📄 README.md

Grafana Observability Stack

Local observability stack equivalent to Grafana Cloud Free tier.

[!WARNING]
Please use docker-otel-lgtm instead.

Architecture

Component Overview

This stack provides a comprehensive observability solution with the following components:

Grafana (port: 3001)

Purpose: Unified dashboard and visualization platform
What it does:

Creates dashboards combining metrics, logs, and traces

Provides alerting capabilities

Correlates data across different observability signals
Why needed: Central place to visualize and analyze all observability data

Prometheus (port: 9091)

Purpose: Metrics collection, storage, and alerting
What it does:

Scrapes metrics from applications and infrastructure

Stores time-series data efficiently

Provides powerful query language (PromQL)

Handles alerting rules
Why needed: Essential for monitoring application performance, resource usage, and SLA metrics

Tempo (port: 3200)

Purpose: Distributed tracing backend
What it does:

Collects and stores distributed traces

Tracks requests across microservices

Identifies bottlenecks and errors in request flows

Integrates seamlessly with Grafana for trace visualization
Why needed: Critical for understanding request flows, debugging performance issues, and identifying dependencies

OpenTelemetry Collector (ports: 4317/4318)
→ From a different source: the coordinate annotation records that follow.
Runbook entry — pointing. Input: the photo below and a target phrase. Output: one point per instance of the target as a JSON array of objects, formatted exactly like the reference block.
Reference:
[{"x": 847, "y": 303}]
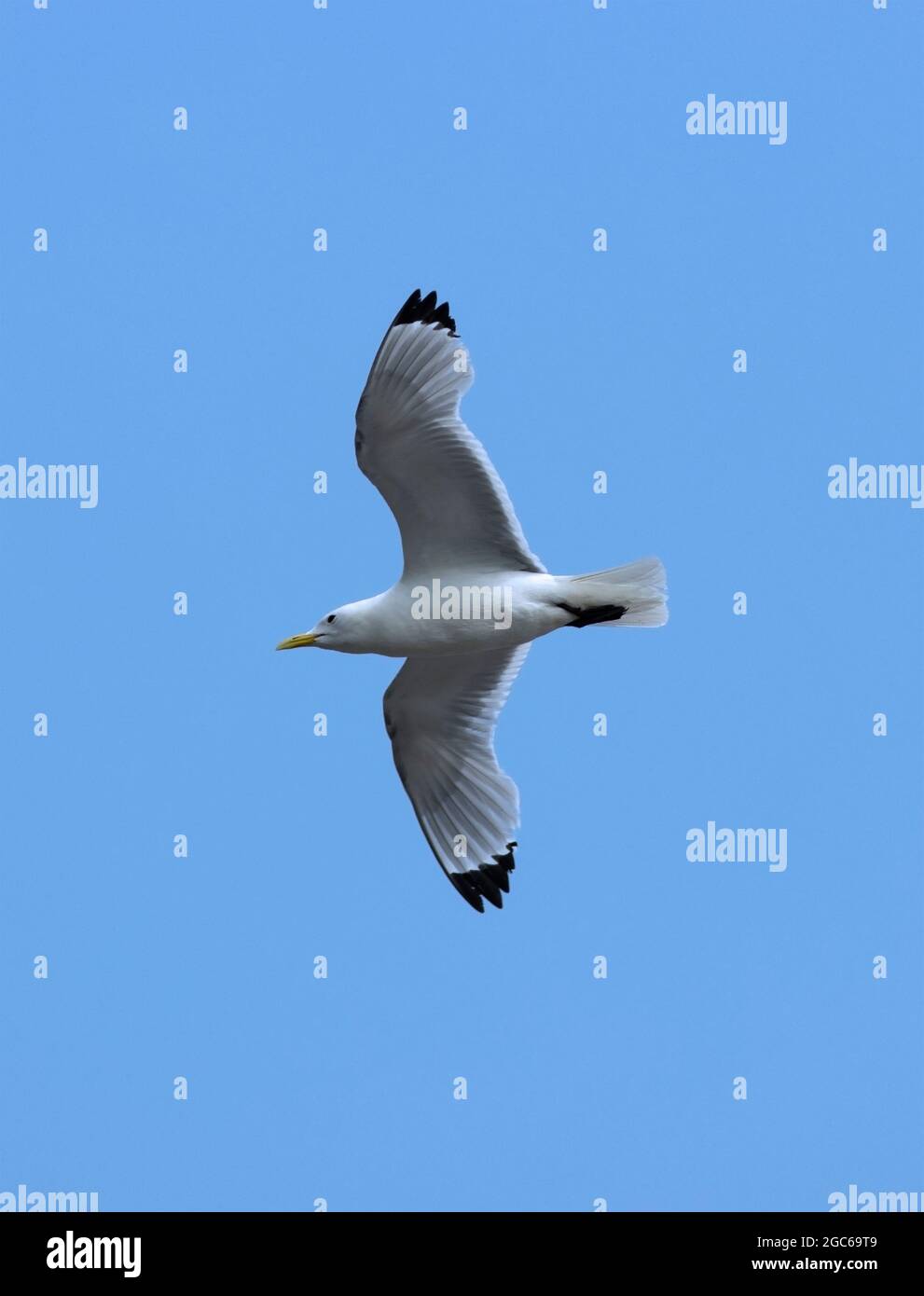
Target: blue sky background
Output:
[{"x": 578, "y": 1087}]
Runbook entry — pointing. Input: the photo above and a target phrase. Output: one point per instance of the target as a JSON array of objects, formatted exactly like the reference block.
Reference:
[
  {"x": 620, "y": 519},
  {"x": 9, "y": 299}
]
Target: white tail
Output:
[{"x": 639, "y": 587}]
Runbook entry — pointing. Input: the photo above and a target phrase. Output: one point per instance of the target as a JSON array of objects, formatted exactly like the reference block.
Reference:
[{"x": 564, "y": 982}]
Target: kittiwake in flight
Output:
[{"x": 468, "y": 604}]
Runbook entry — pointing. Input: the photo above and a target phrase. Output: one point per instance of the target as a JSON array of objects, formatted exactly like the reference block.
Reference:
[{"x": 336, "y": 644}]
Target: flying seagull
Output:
[{"x": 468, "y": 604}]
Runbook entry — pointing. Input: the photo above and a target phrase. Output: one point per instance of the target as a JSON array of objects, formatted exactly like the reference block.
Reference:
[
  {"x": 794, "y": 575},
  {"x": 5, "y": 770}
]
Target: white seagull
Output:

Purpose: Unified telemetry data collection and processing
What it does:

Receives traces, metrics, and logs from applications

Processes, filters, and transforms telemetry data

Routes data to appropriate backends (Prometheus, Tempo, Loki)

Provides vendor-neutral instrumentation
Why needed: Standardizes telemetry collection and reduces vendor lock-in

Loki (port: 3100)

Purpose: Log aggregation and storage system
What it does:

Collects logs from applications and infrastructure

Stores logs efficiently with label-based indexing

Provides LogQL for querying logs

Integrates with Grafana for log visualization
Why needed: Centralized logging for debugging, audit trails, and correlation with metrics/traces

Promtail

Purpose: Log shipping agent for Loki
What it does:

Discovers and collects logs from various sources

Adds labels and metadata to log entries

Ships logs to Loki for storage
Why needed: Efficient log collection from Docker containers and system logs

Node Exporter (port: 9100)

Purpose: System and hardware metrics collection
What it does:

Exposes system metrics (CPU, memory, disk, network)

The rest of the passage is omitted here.